Prevalensi kasus TBC masih tinggi di dunia, termasuk di Indonesia. Salah satu hal yang perlu dilakukan yaitu mengadopsi upaya menanggulangi Covid-19 untuk penanganan TBC, yakni tes, pelacakan, dan perawatan.
Oleh
PRADIPTA PANDU MUSTIKA
·3 menit baca
JAKARTA, KOMPAS — Tuberkulosis atau TBC masih menjadi salah satu penyakit dengan tingkat prevalensi tertinggi di dunia bahkan saat ini menjadi pembunuh nomor dua setelah Covid-19. Upaya menangani TBC jangan hanya fokus terhadap aspek perawatan atau pengobatan, tetapi juga pelacakan dan pemeriksaan dini.
Dokter spesialis paru Rumah Sakit Umum Pusat (RSUP) Persahabatan Jakarta sekaligus Kepala Majelis TBC Erlina Burhan mengemukakan, beban tertinggi TBC di Indonesia diperkirakan pada kelompok usia muda dan produktif, yakni 24-35 tahun. Angka prevalensi TBC pada kelompok usia ini mencapai 753 per 100.000 penduduk.
”Survei pada 2013-2014 menunjukkan prevalensi TBC pada pria lebih tinggi dari wanita. Angka kasus TBC di perkotaan juga lebih tinggi daripada di perdesaan,” ujarnya dalam konferensi pers secara daring bersama pakar TBC wilayah Asia Pasifik, Senin (28/3/2022).
Salah satu hal yang perlu dilakukan yaitu mengadopsi upaya menanggulangi Covid-19 untuk penanganan TBC.
Data Organisasi Kesehatan Dunia (WHO) pada 2020 mencatat, terdapat 28.000 orang per hari yang menderita TBC dan sebanyak 4.100 orang meninggal setiap harinya.TBC juga menjadipenyebab kematian ke-13 dan pembunuh menular nomor dua setelah Covid-19.
Sementara Indonesia menjadi negara penyumbang kasus TBC terbanyak ketiga di dunia pada 2020 dengan 824.000 kasus. Jumlah itu di bawah India (2,5 juta kasus) dan China (842.000 kasus). Indonesia juga menjadi salah satu dari delapan negara yang menyumbang dua pertiga kasus TBC baru di dunia.
Menurut Erlina, kasus TBC di Indonesia meningkat tajam sejak 2017 karena terdapat upaya pelacakan dari rumah sakit dan komunitas di masyarakat. Prevalensi TBC pada 2017 tercatat sebanyak 443.670 kasus dan meningkat menjadi 568.987 kasus pada 2019. Namun, adanya pandemi Covid-19 membuat angka TBC di Indonesia mengalami penurunan.

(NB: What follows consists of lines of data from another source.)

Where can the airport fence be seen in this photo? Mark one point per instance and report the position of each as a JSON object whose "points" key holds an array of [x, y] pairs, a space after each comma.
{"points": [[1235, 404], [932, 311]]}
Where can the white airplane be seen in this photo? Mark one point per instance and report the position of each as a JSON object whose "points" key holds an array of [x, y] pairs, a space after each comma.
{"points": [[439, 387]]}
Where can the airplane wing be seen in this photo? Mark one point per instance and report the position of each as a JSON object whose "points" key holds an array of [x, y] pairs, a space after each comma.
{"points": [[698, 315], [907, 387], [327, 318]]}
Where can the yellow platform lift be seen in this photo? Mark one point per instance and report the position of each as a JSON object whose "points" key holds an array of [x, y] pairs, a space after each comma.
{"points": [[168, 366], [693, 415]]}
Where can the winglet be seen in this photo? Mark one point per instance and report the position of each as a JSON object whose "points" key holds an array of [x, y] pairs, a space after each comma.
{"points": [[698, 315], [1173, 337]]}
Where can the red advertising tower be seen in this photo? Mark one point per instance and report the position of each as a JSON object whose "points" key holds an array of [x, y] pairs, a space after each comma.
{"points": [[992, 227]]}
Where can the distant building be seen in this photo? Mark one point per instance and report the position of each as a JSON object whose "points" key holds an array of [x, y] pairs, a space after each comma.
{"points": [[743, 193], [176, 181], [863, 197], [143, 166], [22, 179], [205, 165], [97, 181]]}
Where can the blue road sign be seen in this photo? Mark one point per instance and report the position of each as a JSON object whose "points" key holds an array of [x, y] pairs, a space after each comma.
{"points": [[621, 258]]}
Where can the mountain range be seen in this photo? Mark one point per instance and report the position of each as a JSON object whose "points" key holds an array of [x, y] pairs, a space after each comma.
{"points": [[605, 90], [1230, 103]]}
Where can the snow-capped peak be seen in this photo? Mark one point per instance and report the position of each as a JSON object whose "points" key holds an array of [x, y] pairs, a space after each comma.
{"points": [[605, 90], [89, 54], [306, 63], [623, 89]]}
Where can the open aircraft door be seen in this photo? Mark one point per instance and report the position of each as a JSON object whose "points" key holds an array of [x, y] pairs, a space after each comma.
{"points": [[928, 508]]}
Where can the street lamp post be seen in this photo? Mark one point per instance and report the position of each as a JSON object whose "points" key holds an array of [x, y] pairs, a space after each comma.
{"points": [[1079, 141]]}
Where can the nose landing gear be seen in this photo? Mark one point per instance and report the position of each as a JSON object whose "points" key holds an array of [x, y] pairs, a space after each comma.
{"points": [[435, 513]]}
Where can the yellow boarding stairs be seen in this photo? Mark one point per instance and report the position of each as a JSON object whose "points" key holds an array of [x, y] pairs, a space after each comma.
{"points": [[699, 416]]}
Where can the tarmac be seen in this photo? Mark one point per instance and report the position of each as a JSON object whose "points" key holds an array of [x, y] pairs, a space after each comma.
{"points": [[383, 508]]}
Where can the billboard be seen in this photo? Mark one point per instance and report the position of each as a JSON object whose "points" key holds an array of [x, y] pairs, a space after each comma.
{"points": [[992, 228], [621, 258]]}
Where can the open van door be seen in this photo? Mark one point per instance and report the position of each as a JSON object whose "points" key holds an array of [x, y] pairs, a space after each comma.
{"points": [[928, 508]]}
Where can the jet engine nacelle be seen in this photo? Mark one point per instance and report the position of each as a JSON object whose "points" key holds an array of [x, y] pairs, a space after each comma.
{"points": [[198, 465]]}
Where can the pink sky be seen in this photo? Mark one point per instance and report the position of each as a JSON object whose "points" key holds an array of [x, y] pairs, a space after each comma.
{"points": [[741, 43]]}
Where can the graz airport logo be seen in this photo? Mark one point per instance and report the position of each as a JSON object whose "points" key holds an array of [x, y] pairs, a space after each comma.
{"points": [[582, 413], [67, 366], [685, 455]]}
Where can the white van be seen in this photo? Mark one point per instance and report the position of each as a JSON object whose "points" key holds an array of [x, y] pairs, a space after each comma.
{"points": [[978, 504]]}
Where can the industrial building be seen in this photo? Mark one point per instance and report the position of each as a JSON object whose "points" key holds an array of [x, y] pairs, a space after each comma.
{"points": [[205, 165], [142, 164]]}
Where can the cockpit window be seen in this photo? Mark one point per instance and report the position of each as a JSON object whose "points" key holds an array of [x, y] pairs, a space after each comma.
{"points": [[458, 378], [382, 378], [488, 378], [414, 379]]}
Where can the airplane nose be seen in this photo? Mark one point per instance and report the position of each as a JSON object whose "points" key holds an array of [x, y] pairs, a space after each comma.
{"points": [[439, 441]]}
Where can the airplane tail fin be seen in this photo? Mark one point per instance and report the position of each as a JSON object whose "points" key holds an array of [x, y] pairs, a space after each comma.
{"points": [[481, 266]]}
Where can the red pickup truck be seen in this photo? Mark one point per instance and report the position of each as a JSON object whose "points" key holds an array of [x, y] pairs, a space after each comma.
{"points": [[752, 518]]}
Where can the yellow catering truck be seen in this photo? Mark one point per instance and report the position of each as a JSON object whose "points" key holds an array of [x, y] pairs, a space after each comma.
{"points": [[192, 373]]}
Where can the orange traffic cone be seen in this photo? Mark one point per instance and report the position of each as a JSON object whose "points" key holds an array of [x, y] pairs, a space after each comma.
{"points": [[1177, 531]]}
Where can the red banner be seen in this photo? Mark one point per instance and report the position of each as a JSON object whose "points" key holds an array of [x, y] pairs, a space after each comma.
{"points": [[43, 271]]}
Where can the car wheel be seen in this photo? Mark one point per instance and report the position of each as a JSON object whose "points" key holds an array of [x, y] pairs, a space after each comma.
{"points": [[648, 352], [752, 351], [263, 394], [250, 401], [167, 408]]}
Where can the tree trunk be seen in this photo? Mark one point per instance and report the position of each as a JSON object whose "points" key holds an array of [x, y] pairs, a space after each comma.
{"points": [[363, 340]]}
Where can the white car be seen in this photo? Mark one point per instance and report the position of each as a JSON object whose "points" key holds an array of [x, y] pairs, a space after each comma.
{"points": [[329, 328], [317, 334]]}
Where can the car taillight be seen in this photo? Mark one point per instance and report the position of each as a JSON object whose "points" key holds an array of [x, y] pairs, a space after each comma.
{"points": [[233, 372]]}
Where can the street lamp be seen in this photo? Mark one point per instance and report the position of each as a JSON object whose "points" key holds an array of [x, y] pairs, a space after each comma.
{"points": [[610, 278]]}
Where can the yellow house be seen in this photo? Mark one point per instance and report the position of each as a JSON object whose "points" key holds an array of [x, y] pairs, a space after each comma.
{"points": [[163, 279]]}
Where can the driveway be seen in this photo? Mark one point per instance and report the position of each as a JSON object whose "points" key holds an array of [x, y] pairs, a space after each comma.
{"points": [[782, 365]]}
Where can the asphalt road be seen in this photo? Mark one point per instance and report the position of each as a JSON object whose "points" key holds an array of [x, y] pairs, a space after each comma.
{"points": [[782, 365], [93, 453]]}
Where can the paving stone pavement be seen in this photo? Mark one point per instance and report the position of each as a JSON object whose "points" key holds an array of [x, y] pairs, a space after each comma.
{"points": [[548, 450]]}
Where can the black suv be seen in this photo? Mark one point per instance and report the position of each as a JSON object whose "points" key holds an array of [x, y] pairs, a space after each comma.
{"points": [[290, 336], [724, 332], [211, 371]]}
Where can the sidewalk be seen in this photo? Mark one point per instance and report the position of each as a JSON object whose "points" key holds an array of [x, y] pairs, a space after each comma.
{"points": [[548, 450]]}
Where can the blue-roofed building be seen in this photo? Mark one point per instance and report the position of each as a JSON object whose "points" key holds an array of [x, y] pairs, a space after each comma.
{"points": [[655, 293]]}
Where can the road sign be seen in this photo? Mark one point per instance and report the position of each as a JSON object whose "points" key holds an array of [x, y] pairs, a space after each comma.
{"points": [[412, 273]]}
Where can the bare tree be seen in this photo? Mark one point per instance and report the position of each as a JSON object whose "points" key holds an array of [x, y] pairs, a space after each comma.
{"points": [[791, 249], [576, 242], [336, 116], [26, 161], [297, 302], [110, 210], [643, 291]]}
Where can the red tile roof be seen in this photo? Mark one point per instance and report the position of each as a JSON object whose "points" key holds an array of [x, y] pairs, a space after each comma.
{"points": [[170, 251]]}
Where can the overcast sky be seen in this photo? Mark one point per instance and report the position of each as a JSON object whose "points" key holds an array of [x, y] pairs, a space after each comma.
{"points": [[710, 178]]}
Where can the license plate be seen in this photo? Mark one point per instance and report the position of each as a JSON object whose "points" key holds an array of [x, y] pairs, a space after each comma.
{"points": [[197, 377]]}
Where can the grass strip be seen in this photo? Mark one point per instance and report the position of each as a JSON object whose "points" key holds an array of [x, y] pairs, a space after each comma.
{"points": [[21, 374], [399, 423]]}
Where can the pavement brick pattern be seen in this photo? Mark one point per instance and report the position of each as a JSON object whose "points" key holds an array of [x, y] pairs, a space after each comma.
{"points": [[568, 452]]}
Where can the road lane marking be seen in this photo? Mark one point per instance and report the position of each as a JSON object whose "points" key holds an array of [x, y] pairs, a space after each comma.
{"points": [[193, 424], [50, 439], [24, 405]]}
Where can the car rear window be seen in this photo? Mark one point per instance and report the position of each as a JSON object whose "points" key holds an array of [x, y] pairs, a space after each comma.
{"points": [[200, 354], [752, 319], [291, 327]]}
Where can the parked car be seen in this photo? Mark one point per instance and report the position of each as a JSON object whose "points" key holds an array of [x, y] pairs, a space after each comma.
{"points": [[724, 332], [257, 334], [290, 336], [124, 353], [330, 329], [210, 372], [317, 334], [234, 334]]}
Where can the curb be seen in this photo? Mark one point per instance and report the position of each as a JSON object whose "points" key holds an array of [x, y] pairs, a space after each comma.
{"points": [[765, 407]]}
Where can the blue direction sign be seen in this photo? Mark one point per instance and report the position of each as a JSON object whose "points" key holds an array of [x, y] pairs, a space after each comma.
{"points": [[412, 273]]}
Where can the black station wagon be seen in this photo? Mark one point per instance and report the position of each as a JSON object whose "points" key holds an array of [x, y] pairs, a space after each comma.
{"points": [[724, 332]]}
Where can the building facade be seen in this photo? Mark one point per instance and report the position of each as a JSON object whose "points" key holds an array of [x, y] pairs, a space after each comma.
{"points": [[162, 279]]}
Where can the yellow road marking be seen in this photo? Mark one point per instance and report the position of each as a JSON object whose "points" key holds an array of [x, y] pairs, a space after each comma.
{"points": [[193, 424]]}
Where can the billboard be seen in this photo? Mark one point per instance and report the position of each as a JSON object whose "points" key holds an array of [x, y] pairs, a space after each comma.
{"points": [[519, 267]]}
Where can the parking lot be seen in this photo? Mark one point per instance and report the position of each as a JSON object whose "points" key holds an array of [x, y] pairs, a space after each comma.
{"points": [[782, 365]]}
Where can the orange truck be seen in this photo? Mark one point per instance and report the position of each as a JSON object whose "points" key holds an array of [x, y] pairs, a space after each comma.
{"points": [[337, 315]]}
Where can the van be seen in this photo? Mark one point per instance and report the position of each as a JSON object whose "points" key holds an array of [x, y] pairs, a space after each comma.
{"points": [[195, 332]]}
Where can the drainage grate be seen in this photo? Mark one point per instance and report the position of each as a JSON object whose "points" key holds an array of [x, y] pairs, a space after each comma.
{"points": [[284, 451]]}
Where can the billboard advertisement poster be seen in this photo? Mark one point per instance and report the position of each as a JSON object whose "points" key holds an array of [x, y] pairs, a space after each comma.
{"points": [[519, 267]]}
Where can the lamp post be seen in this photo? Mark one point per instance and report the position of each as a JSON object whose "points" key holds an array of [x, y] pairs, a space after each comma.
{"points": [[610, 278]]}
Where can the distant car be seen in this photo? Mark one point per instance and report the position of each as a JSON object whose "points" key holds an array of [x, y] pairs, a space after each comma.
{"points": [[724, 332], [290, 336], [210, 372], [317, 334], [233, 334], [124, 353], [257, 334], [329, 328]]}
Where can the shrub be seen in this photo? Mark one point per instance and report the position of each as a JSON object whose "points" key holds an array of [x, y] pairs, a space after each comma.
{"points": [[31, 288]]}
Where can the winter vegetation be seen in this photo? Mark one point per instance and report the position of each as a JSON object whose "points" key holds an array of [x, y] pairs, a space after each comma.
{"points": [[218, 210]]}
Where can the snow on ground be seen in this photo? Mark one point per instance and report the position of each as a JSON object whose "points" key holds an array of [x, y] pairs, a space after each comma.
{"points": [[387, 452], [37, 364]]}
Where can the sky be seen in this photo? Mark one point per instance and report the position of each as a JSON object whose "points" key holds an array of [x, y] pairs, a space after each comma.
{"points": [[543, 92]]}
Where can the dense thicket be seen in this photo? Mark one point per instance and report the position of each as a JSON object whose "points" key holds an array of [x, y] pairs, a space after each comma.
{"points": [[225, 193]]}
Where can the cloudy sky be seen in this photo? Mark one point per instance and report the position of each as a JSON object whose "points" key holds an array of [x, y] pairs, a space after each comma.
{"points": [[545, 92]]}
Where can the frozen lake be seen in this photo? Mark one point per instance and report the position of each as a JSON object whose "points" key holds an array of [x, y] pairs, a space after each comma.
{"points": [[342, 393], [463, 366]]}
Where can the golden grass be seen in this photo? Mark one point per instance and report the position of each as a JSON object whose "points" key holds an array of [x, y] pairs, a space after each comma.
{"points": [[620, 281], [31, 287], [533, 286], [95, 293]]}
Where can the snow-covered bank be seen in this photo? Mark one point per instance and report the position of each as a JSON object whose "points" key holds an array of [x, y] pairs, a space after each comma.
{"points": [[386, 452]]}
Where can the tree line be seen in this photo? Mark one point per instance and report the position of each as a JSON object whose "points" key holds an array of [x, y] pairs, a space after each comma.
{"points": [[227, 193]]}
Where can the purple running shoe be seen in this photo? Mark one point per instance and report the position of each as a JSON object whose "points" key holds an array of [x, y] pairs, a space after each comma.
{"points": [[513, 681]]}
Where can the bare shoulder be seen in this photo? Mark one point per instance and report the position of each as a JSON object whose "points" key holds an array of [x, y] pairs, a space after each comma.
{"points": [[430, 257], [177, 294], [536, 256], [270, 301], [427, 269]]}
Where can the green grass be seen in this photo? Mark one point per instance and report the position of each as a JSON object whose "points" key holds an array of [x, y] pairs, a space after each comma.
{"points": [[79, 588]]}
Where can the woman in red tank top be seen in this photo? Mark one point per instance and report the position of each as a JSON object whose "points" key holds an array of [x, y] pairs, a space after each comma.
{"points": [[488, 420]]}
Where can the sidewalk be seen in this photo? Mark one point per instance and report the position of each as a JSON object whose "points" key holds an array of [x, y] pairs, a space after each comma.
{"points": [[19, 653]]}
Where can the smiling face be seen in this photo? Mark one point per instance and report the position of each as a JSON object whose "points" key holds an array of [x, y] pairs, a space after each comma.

Selain itu, kata Erlina, komplikasi juga muncul dari pemberitahuan dan tingkat keberhasilan pengobatan yang rendah. Pada 2018 tercatat hanya 570.000 dari 845.000 perkiraan pasien yang diberikan pengobatan. Artinya, baru 67 persen penderita TBC yang terlayani cakupan pengobatan. Bahkan, cakupan ini lebih rendah selama pandemi, yakni 43 persen.
”Upaya pencegahan juga masih menjadi permasalahan. Diperkirakan 2,7 juta orang masih mengalami kontak dengan kasus TBC aktif. Ini menunjukkan bahwa upaya penelusuran dan diagnosis awal perlu dilakukan untuk segera mengatahui kasus TBC,” tuturnya.
Sementara terkait dengan upaya pengobatan dan perawatan, Erlina memandang banyak kasus TBC yang terlambat mendapatkan penanganan. Hal ini sebagian besar terjadi karena kurangnya komunikasi dan koordinasi rujukan pasien dari puskemas ke rumah sakit.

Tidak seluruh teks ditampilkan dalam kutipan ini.